Mexico — Playa del Carmen, specifically — is heaven on earth for backpackers, budget travelers, and anyone who throws all their money at diving. Hostel beds run $4-15 per night or entire apartments on Airbnb (and we’re talking fancy apartments) rent for under $50 per night. As far as dining goes, you can eat for between $4-15 per meal if you stay away from the more touristy restaurants on and near Quinta Avenida.

The Food
You can’t talk about Mexico and not talk about tacos and authentic Mexican cuisine. Playa del Carmen has food from possibly every nationality on earth, but Mexican food and Israeli food tend to be the most common.

Walking the streets of Playa and wandering into whichever restaurant calls to your senses is part of the fun, but there are a few you don’t want to miss. El Fogon serves up authentic Mexican just a few blocks away from Quinta Avenida—further from all the action—but it’s always packed with hungry locals and tourists. Falafel Nessya’s falafel wraps and plates make the perfect post-dive snack and it’s located right next to Amancay. And finally, La Cochi Loka doesn’t look like much, but the tacos are under a dollar and must come from another, more delicious planet.


Whether you believe the ancient tales or not, the magic and sacredness of cenotes are undeniable. Photo: Amancay Freediving

Diving in the Cenotes

The most significant aspect of learning to freedive in Mexico is getting to dive in the cenotes. Cenotes are deep pools in limestone caverns that have collapsed, creating natural swimming holes all over Mexico. These mysterious, glistening pools are filled with water from underground rivers and represent a significant aspect in ancient Mayan civilization. They were believed to be passages to the underworld, known as Xibalba.

Whether you believe the ancient tales or not, the magic and sacredness of cenotes are undeniable. In the heart of the jungle, you’ll dive into depths of undisturbed blue with beams of light piercing through and magnificent rock formations on limestone walls surrounding you. Plus, the light beams reaching well into the empty deep offer an otherworldly, space-like backdrop for your freediving photos that will be the envy of your newsfeed.

The lack of sea creatures in cenotes makes for an easy learning environment for otherwise anxious new divers that may be concerned with ocean life on top of their dive skills.

You Will Connect With Yourself

Above all, learning to freedive in Mexico was a deeply personal experience. Not only did I push myself to my physical and mental limit, but I did it all in an unfamiliar country, far away from home. In freediving, there is no lying to yourself—especially when you’re brand new and out of your comfort zone. Holding your breath takes you right to the present moment and whatever you are thinking about or going through comes to the surface, forcing you to face it.

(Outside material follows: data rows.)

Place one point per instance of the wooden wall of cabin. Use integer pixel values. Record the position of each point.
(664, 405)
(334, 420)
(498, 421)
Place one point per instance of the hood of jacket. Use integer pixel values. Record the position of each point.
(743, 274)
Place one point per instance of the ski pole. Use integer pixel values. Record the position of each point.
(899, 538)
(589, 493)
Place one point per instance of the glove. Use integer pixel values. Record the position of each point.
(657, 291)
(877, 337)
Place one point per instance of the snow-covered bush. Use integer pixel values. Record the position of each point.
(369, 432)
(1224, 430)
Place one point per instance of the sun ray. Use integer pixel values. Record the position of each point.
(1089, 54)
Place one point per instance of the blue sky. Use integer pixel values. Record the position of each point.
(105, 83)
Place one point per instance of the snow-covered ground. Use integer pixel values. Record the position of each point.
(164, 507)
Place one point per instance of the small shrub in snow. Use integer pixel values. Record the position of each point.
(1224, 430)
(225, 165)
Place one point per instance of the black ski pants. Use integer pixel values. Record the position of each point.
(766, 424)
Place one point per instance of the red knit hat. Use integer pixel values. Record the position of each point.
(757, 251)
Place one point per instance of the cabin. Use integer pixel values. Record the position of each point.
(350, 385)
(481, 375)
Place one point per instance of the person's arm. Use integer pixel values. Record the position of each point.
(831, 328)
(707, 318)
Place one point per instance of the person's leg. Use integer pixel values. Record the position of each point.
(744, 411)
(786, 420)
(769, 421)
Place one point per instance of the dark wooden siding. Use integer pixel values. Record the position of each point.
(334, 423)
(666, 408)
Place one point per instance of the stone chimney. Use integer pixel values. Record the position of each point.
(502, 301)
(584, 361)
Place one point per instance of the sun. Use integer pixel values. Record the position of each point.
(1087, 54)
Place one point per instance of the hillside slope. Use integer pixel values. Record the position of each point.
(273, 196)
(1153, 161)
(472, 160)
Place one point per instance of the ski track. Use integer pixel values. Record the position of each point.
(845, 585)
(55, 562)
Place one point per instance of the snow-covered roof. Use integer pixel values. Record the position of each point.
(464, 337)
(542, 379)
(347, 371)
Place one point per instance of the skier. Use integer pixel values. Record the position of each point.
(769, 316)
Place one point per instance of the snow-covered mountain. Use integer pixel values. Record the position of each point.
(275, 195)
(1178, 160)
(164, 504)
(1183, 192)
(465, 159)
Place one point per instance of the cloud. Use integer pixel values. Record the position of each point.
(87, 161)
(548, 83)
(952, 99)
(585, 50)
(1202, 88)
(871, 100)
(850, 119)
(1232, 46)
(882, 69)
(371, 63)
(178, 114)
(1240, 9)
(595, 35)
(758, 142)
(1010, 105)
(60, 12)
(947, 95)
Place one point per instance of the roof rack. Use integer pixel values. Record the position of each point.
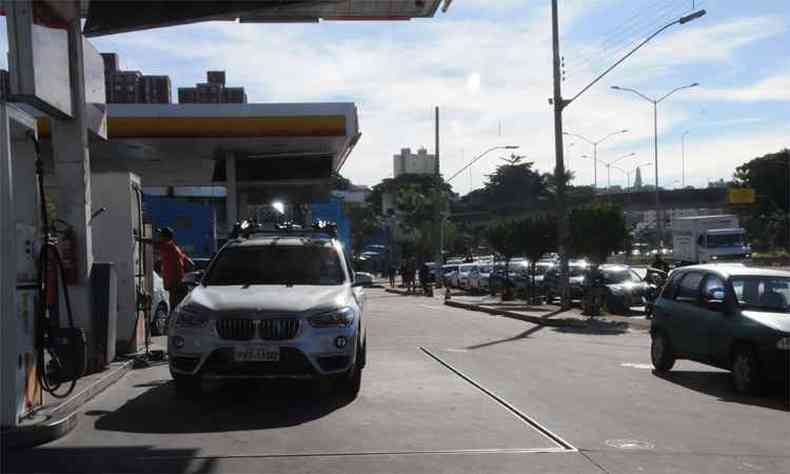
(247, 228)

While my Level 1 course presented its own challenges, completing my Level 2 required a level of mental resilience and courage I honestly did not know I had. At the end of every day, I’d head back to my room on cloud nine, still astonished by what I’d just accomplished in the water. But as soon as I’d sit down alone and was quiet, I would burst into tears. Why was I crying if I was living my dream and feeling so proud of myself? Honestly, it’s because I knew I was changing and growing. To reach new depths in the water, I had to leave behind pains I’ve hung onto, face down old fears, and believe that I was capable of anything I set my mind to.